«Une nouvelle insulte plus grave que toutes les précédentes vient d'être faite à la livrée de l'ambassadeur de l'empereur.
«Aujourd'hui, vers deux heures, le cocher de l'ambassadeur, en livrée, revenant d'entendre la messe, traversait la place du Palais; à l'endroit où cette place se resserre entre le palais et l'église, il fut assailli par une foule de gens du peuple qui insultèrent avec de fortes injures sa livrée, qu'ils déclarèrent reconnaître pour celle de l'ambassadeur de France, et voulurent l'en dépouiller avec force. Cette insulte n'avait été provoquée par aucune querelle, et le cocher ne connaissait aucun des assaillants. Au moment où il se défendait de l'attaque de l'un d'eux, il reçut d'un autre un violent coup à la tête, et comme leur nombre grossissait à chaque instant, dans l'impossibilité de se défendre contre tant d'assassins, cet homme courut vers la sentinelle du palais, et lui demanda protection; mais celle-ci, fidèle à sa consigne qui ne lui permettait pas de se mêler de choses étrangères à la garde du château, lui tourna le dos et refusa de l'entendre. Il s'adressa alors au sergent de garde qui, sur le récit qu'il lui fit, se prêta à l'accompagner jusqu'à ce que sa présence eut dissipé l'attroupement.
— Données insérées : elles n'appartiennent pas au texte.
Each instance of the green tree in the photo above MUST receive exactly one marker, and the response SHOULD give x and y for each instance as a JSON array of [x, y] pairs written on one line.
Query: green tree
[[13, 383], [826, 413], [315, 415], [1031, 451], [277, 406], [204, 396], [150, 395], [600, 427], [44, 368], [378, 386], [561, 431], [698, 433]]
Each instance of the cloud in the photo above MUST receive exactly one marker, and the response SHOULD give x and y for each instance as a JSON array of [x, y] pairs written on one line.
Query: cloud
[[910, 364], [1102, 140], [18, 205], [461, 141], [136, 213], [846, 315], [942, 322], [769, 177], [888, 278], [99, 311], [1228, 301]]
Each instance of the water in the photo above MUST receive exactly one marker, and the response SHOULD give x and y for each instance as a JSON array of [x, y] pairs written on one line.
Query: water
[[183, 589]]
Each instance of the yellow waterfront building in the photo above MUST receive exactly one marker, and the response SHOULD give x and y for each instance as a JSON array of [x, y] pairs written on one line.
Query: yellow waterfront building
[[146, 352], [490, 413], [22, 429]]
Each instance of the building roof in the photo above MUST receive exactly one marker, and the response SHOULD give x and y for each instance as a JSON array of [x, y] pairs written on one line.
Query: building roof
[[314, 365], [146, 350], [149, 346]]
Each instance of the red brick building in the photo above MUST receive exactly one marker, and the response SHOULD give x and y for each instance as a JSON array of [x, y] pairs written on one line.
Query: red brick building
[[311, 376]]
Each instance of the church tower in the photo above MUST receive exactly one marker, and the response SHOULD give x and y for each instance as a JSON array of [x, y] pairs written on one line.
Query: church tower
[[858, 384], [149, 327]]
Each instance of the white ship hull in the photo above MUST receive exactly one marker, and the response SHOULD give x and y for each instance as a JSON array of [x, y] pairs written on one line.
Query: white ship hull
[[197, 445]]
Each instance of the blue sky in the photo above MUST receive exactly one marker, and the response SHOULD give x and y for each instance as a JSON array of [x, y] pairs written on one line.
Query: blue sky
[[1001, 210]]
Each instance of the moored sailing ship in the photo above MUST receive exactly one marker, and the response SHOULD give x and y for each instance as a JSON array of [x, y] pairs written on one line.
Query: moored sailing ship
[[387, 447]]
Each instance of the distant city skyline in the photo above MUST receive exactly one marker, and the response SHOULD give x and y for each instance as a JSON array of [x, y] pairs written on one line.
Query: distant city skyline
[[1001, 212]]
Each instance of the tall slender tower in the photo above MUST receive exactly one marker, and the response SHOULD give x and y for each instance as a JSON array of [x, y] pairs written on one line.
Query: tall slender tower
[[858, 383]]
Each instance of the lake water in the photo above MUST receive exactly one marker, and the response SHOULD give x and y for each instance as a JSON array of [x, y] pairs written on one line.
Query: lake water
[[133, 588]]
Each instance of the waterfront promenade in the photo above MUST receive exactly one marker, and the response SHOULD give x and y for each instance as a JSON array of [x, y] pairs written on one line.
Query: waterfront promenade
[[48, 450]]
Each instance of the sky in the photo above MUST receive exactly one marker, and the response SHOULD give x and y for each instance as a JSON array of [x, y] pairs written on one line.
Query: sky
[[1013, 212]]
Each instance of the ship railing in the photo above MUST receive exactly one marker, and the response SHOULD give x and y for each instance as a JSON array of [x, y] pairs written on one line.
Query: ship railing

«Voilà, monsieur, le fait tel qu'il s'est passé, en plein jour, devant le palais, et à la vue de deux cents témoins et de la garde. Je m'abstiens de réflexions; elles sont assurément bien inutiles. Sur un pareil événement, je ne doute pas que Votre Excellence ne partage l'indignation qu'il excitera dans tous les esprits honnêtes. Le droit des gens et les usages reçus dans toutes les cours vous dicteront ce que vous avez à proposer à votre gouvernement dans cette circonstance. Pour moi, je me borne à informer Votre Excellence et à lui demander une satisfaction éclatante et telle qu'elle mette fin pour jamais à de pareilles indignités.
«Je ne ferai partir qu'après-demain la dépêche par laquelle je dois instruire ma cour de ce fait; et j'attacherai, Monsieur, j'aime à vous le déclarer, une satisfaction toute particulière à pouvoir lui dire que la punition n'a été ni moins prompte ni moins éclatante que l'insulte, et que cette affaire est terminée comme il convient à nos deux gouvernements.»
La Rochefoucauld à Cadore.
Amsterdam, 15 mai 1810.
«J'ai eu l'honneur d'écrire d'Anvers à Votre Excellence, et de la prévenir que Sa Majesté impériale et royale, après m'avoir permis d'aller lui faire ma cour, m'avait donné ordre de la suivre à Berg-op-Zoom. L'empereur n'ayant pas eu le temps de me parler m'emmena dans la Zélande, d'où je suis revenu avant-hier soir. J'ai rendu compte à Sa Majesté de tout ce qui se passe en Hollande, et je n'ai rien caché à l'empereur sur la position où se trouve ce royaume. J'ai eu la satisfaction de voir Sa Majesté impériale et royale approuver ma conduite, et elle m'a donné les ordres qui ont été communiqués à Votre Excellence par M. le duc de Bassano. J'ai rempli dès hier les intentions de l'empereur, en demandant que la totalité des cargaisons des vingt-un américains fût remise à M. le directeur des douanes impériales nommé pour les recevoir.
«J'ai porté plainte de la lenteur des armements.
«Hier, j'ai reçu une lettre de M. Roëll qui, en m'assurant de l'indignation que le roi a éprouvée en apprenant l'insulte faite à ma livrée, me prévient des ordres sévères donnés par Sa Majesté pour punir les coupables. Je ne donnerai plus de suite à cette affaire qui, bien certainement, en restera là.
«J'ai eu l'honneur de remettre hier au roi la lettre de l'empereur que Votre Excellence m'avait envoyée. Mon audience a été très courte. De là je passai dans les appartements de la reine que je trouvai bien souffrante. Sa Majesté a une fièvre continue qui l'affaiblit de jour en jour. Je l'ai trouvée extrêmement changée, quoiqu'il n'y eût qu'un an que j'ai eu l'honneur de la voir. La reine ne m'a rien dit de particulier, mais il circule dans les entours de la cour des bruits qui feraient croire que Sa Majesté est loin d'être heureuse.